On 16 February 2015 the Macedonian Center for International Cooperation (MCIC), in collaboration with the Center for the Study of Democracy, organized in Skopje a workshop dedicated to the links between corruption and organized crime.

Ms. Emina Nuredinoskа, Head of the Department for Civil Society and Democratization at MCIC welcomed the participants and presented the activities implemented by the two CSOs. She underlined the negative impacts of corruption on the economy and the society.

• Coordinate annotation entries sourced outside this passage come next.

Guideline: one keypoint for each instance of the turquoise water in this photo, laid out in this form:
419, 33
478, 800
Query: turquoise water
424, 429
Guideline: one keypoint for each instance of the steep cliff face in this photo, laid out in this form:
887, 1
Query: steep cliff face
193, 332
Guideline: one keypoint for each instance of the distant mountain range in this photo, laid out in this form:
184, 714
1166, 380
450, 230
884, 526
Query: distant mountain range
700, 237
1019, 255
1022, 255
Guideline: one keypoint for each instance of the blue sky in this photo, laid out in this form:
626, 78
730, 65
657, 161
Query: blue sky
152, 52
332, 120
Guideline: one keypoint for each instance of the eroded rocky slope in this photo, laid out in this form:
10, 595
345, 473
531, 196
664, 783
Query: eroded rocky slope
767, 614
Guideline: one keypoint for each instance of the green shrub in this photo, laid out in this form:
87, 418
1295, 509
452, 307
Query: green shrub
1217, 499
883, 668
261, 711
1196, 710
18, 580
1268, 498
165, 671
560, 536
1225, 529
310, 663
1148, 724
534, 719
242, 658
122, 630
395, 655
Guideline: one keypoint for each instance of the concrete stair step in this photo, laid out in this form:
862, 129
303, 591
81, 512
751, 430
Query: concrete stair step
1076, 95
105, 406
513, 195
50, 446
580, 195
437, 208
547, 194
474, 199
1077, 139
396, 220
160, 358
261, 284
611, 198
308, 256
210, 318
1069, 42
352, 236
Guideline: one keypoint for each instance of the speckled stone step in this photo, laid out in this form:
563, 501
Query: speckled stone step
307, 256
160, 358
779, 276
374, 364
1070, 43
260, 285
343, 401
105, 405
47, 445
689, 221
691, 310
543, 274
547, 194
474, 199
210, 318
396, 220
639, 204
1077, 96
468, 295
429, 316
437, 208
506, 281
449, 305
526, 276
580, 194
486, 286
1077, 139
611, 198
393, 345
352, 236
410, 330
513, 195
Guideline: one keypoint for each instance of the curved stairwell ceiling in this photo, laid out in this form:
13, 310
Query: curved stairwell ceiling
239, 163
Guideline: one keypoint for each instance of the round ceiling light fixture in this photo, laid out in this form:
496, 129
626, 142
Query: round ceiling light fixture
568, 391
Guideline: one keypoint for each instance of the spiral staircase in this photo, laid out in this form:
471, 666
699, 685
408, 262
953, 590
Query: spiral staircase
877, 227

Mr. Ruslan Stefanov, Director of the Economic Program at the Center for the Study of the Democracy stressed on the need of stronger civil control both on the links between corruption and organized crime, as well as on the efficiency of the government institutions that tackle these issues. He noted that due to the globalization process, corruption has turned into a complex and security problem. Weakened policy enforcement in one member state can escalate to other member states. Moreover, in the last several years an increasing varieties of crimes are observed. In that context, the issue should be dealt with in a systematic manner. The organized crime threat assessment mechanism presents a suitable instrument, which can analyse the origin and manifestations of the problem and present an early warning system. A more complex system for sharing information between the national authorities is needed to track criminals across borders, prevent VAT fraud schemes, tax evasion, etc. Mr. Stefanov also complimented MCIC for exploring as a pilot exercise this new area.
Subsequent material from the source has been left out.